Monday, December 27, 2010

South London Pop Star of the Year (1): Tinie Tempah

The 2010 South London Pop Star of the year (male department) was undoubtedly Tinie Tempah. He's had two number one singles in the past 12 months, "Pass Out" and "Written in the Stars", and a number one album "Disc-Overy". Born Patrick Okogwu, he told the Evening Standard earlier this year:

"I lived in Peckham for the first 12 years of my life and then my mum and dad decided they really didn't want to bring up their children there. So they saved up money and bought a house in Plumstead, semi-detached, three bedrooms. I remember going into it the first day and the first place I ran into was the back garden. I was saying, 'Oh shit, we have a back garden!'"

His most recent single, Invincible, features some film of him returning to his old school in Abbey Wood (SE2): St Paul's R.C. Secondary School, now known as St.Pauls Academy. On Radio One on Boxing Day he highlighted his visit to the school as one of his best moments of the year, mentioning that they now have a Tinie Tempah Music Studio. He went on to study A Levels at St Francis Xavier Sixth Form College in Balham (SW12).

Earlier this year he was asked to respond to the Chris Ofili exhibition at Tate Britain, and he chose Ofili's painting No Woman No Cry - a tribute to Stephen Lawrence, who as Tinie Tempah mentions, was murdered in 1993 not far from where he lived (Lawrence also grew up in Plumstead).

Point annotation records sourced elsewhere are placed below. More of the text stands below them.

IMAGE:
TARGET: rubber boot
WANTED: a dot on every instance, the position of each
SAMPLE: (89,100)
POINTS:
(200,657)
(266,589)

Tinie Tempah performed a piece at the gallery reflecting on the painting, the murder ('RIP to Stephen Lawrence') and on his connection with Ofili (they are both from Nigerian backgrounds):

According to the Tate website: 'No Woman No Cry is a tribute to the London teenager Stephen Lawrence. The Metropolitan police investigation into his racially motivated murder was mishandled, and a subsequent inquiry described the police force as institutionally racist. In each of the tears shed by the woman in the painting is a collaged image of Stephen Lawrence’s face, while the words ‘R.I.P. Stephen Lawrence’ are just discernible beneath the layers of paint. Despite these specific references, the artist also intended the painting to be read in more general terms, as a universal portrayal of melancholy and grief'.